Bounds for Hypergraph Universality

TL;DR

This paper extends bounds on the number of edges needed for hypergraphs to be universal for all D-degenerate r-uniform hypergraphs, generalizing known graph results with tight bounds up to polylogarithmic factors.

Contribution

It generalizes existing graph universality bounds to r-uniform hypergraphs, establishing near-optimal edge bounds for universality.

Findings

Established upper bounds for hypergraph universality with explicit edge counts.

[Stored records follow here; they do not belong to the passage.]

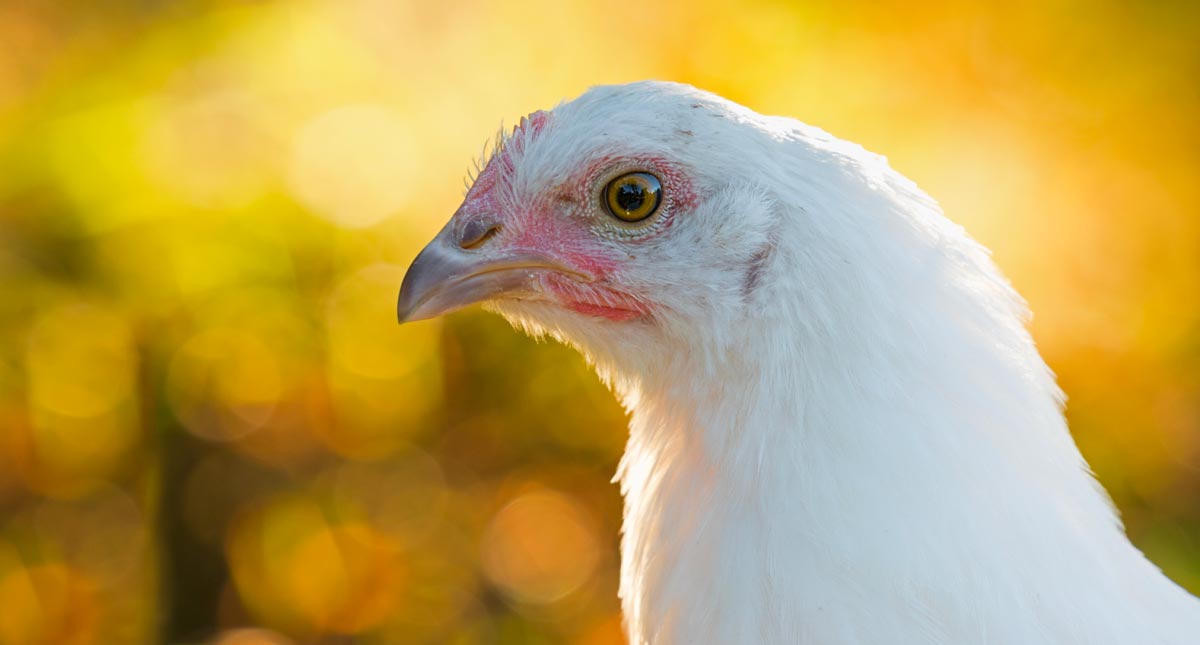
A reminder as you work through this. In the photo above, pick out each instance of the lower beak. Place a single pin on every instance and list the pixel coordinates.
(445, 277)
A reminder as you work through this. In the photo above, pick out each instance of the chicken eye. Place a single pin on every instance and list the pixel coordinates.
(633, 197)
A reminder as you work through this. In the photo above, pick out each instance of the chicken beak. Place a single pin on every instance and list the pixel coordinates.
(445, 277)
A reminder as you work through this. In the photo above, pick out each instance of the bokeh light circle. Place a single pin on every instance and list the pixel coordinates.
(540, 548)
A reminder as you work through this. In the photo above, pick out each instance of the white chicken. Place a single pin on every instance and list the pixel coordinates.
(841, 432)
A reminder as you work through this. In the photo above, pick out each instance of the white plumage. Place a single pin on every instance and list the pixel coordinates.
(841, 432)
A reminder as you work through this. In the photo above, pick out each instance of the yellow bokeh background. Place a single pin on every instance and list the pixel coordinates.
(213, 430)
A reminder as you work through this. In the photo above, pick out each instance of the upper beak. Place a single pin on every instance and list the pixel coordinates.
(445, 277)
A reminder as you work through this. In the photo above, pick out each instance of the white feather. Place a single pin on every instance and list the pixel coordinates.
(841, 432)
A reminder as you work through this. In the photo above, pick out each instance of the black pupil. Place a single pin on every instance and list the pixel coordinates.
(630, 196)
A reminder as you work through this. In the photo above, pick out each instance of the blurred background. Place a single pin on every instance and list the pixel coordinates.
(213, 429)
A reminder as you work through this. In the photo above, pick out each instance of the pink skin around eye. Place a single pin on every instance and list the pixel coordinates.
(539, 225)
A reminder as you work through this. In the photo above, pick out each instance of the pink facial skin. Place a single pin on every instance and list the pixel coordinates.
(559, 224)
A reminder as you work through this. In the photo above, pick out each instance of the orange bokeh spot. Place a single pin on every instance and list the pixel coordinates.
(540, 548)
(298, 571)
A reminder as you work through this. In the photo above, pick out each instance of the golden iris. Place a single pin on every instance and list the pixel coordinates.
(633, 197)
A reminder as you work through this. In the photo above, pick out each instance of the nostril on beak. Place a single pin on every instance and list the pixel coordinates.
(478, 231)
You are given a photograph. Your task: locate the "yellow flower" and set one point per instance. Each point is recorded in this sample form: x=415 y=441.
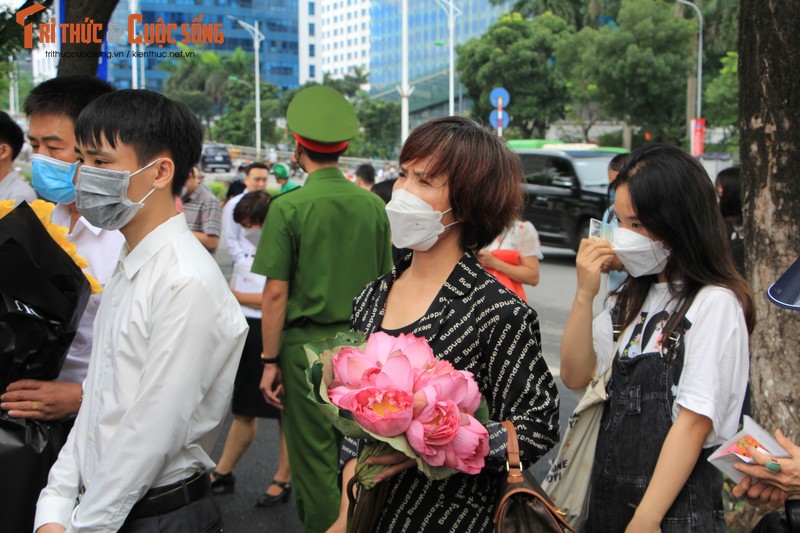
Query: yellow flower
x=43 y=211
x=6 y=206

Generalized graph universality results to hypergraphs with tight bounds.

Provided asymptotically optimal bounds up to polylogarithmic factors.

Abstract

A graph $\Gamma$ is said to be universal for a class of graphs $\mathcal{H}$ if $\Gamma$ contains a copy of every $H \in \mathcal{H}$ as a subgraph. The number of edges required for a host graph $\Gamma$ to be universal for the class of $D$-degenerate graphs on $n$ vertices has been shown to be $O(n^{2-1/D}(\log n)^{2/D}(\log\log n)^{5})$. We generalise this result to $r$-uniform hypergraphs, showing the following. Given $D, r \ge 2$ and $n$ sufficiently large, there exists a constant $C = C(D, r)$ such that there exists a graph with at most \[Cn^{r-1/D}(\log n)^{2/D}(\log\log n)^{2r+1}\] edges which is universal for the class of $D$-degenerate $r$-uniform hypergraphs on $n$ vertices. This is tight up to the polylogarithmic term.